What about your spare ( supernumerary) embryos ? All good IVF clinics will freeze your extra embryos for you, if you so desire. This is a very sensible option, and you should take it if available ( in fact, you should not go to a clinic which does not freeze embryos !). There are many advantages to freezing embryos ( provided your clinic is technically competent at doing so). Not only does this dramatically reduce your risk of a multiple pregnancy, it also markedly improves your success rates. In technically proficient clinics, the success rate with frozen-thaw embryos is at least as good ( and often, even better !) than with fresh embryos. This is because there is no disruption of the hormonal environment in a frozen thaw cycle ( versus a fresh cycle, where the body is filled with the superovulation hormones and has excessively high levels of estrogen and progesterone). Also, a frozen thaw cycle is much easier for you to do ( no superovulation shots !) and much less expensive as well ! The doctors who bad-mouth frozen embryos only do so because they do not have the technical expertise to freeze embryos competently.

What happens if you have many embryos on Day 2, but they are of poor quality ? This can be a problem; and in these circumstances, it may not be a good idea to try to grow the embryos to blasts, because they may arrest, and you may not have any blasts at all to freeze. While many patients are philosophical enough to accept this ( the reasoning being - if the embryo did not grow to a blast in the incubator, it most probably would not have grown in the uterus either, so at least I was spared the horrible tension-packed 2 week wait), others are very upset that the doctor could not transfer any embryos at all !

Thus, both the ability of the clinic to grow embryos to blastocyst stage; and their success rates with freezing are important variables to consider. The availability of these services allows you to optimise your choices !

This now brings us to the next improtant variable - your IVF doctor. Some clinics have a very rigid policy and will not break their protocol, no matter what your personal circumstances or desires maybe. Thus, some will transfer only one embryo, no matter. Others are willing to be more flexible and responsive; and will consider transferring more embryos if you are older or failed many earlier cycles.

Other clinics will routinely transfer 4 or 5 embryos into everyone. These are typically clinics with poor success rates, where the embryo implantation rate is not good. They try to compensate for this by transferring more embryos. However, quantity cannot compensate for quality. THese clinics do not get disturbed by triplet pregnancies because they offer selective fetal reduction to manage these. While this is an alternative approach, I do not find this reasonable, because of the high risk of second trimester miscarriages and preterm labour after selective fetal reduction.

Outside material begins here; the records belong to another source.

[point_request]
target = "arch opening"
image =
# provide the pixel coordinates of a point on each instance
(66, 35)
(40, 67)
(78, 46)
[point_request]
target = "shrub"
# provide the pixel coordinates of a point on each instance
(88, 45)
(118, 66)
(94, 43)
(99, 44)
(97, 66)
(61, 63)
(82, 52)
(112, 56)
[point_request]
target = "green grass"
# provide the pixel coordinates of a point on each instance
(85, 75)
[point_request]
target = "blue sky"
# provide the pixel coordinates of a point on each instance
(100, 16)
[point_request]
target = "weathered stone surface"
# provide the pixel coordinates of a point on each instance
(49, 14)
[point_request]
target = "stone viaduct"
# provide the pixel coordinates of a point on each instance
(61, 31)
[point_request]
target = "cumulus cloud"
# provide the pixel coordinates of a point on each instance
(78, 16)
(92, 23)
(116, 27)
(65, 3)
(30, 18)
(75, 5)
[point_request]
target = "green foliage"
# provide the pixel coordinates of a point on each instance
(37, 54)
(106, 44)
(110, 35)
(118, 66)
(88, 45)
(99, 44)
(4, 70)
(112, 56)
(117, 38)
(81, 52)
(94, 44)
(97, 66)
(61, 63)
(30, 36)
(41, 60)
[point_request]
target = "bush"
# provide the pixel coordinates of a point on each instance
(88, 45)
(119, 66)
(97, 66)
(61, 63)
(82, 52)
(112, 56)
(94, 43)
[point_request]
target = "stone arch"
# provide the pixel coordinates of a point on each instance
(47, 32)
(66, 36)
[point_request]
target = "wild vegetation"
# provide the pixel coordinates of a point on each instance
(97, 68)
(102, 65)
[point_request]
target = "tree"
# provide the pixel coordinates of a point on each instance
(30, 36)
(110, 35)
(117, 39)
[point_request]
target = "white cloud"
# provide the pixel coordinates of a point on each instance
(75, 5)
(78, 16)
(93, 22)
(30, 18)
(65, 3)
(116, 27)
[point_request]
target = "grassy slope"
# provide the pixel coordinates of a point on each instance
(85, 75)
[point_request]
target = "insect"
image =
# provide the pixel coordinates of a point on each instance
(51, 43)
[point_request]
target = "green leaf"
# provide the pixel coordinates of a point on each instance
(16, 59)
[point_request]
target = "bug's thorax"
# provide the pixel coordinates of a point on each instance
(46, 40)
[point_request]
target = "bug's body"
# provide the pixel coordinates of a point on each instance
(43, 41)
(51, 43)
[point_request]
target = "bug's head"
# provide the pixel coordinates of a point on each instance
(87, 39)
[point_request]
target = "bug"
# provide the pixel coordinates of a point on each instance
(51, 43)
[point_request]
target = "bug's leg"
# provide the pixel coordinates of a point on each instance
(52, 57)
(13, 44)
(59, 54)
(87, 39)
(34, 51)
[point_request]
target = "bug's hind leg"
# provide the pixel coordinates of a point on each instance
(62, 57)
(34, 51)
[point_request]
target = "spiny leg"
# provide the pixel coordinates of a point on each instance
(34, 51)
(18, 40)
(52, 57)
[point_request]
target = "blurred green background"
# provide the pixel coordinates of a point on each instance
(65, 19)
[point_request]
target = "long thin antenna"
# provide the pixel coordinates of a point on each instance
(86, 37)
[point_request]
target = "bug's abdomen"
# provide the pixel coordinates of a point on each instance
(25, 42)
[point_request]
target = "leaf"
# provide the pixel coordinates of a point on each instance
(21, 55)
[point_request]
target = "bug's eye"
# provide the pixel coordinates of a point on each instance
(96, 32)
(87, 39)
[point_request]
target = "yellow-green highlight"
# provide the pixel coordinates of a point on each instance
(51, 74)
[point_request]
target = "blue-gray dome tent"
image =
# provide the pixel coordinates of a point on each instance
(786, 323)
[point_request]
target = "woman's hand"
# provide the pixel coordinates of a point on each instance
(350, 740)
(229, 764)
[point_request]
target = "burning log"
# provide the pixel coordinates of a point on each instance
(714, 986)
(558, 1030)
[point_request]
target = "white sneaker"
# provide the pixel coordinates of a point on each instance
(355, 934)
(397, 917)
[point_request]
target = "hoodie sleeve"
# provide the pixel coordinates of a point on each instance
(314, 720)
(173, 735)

Finally, the most important variable is your personal risk taking appetite. While some patients ( for example, those with one baby who are doing IVF for their second baby to complete their families) will be unhappy with a multiple pregnancy, others are quite happy to accept this risk and will request the doctor to transfer more embryos if this will increase their chances of conceiving. These include older women; and those who have failed multiple IVF cycles in the past.

In conclusion, there is no simple answer to this question - as is true for most simple questions. You need to find the right number for yourself, based on your personal circumstances, and discuss this with your doctor.

1 comment:

  1. Anonymous10:19 AM

    Dr Malpani: Thank you for writing this blog. I am going thru IVF right now and I find your topics very insightful. A lot of the same questions I have asked myself but found no easy answers. Thank you for taking the time to write.